Good God! Draw her blood?
In a flash, he saw himself tying off the tourniquet, swabbing that warm patch of skin on the inside of her elbow, probing the delicate blue veins, introducing the needle…
Bad idea. Very bad idea. He cleared his throat.
“Eli is paid very handsomely to do what I ask of him. He certainly won’t mind being roused for this. He’s as anxious as I am to find … to know that you’re going to be all right.”
There! She wasn’t imagining it. Ainsley blew out an exasperated breath. For some reason, he was completely loath to touch her. She’d been here for days, under his direct care, and he’d yet to lay a finger on her. Well, apart from carrying her here that first night.

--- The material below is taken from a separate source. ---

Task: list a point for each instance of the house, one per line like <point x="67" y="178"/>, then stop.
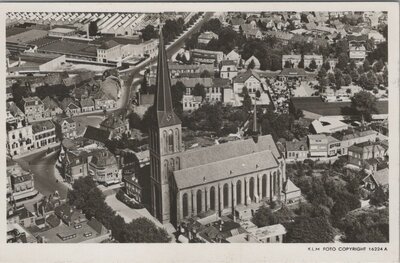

What exactly was his problem?
He sure as hell wasn’t a germaphobe — hell, he’d performed countless venipunctures on vampires. Creatures who were capable of visiting a blood-borne, gene-warping, physiology-altering pathogen on their victims, at will.
So if it wasn’t disease or germs he feared, it had to be her.
“Why are you afraid of me?”
He snorted. “Afraid of you? Ms. Crawford, believe me when I say there’s very little in this world that frightens me.”
His words rang with the authority of a man who dealt with deadly forces every day, but dark patches of color now rode his cheekbones.
Interesting.
She smiled. “I don’t doubt your ability to hold your own in this … underworld. But I was thinking … maybe it’s the fairer sex that scares you?”
His forehead, which had been pleated in a fierce frown, relaxed, and he laughed. He actually laughed, dammit.
“Ummm, how shall I put this? No. Women hold no terrors for me, Ms. Crawford. Not even women as smart, attractive and driven as you.”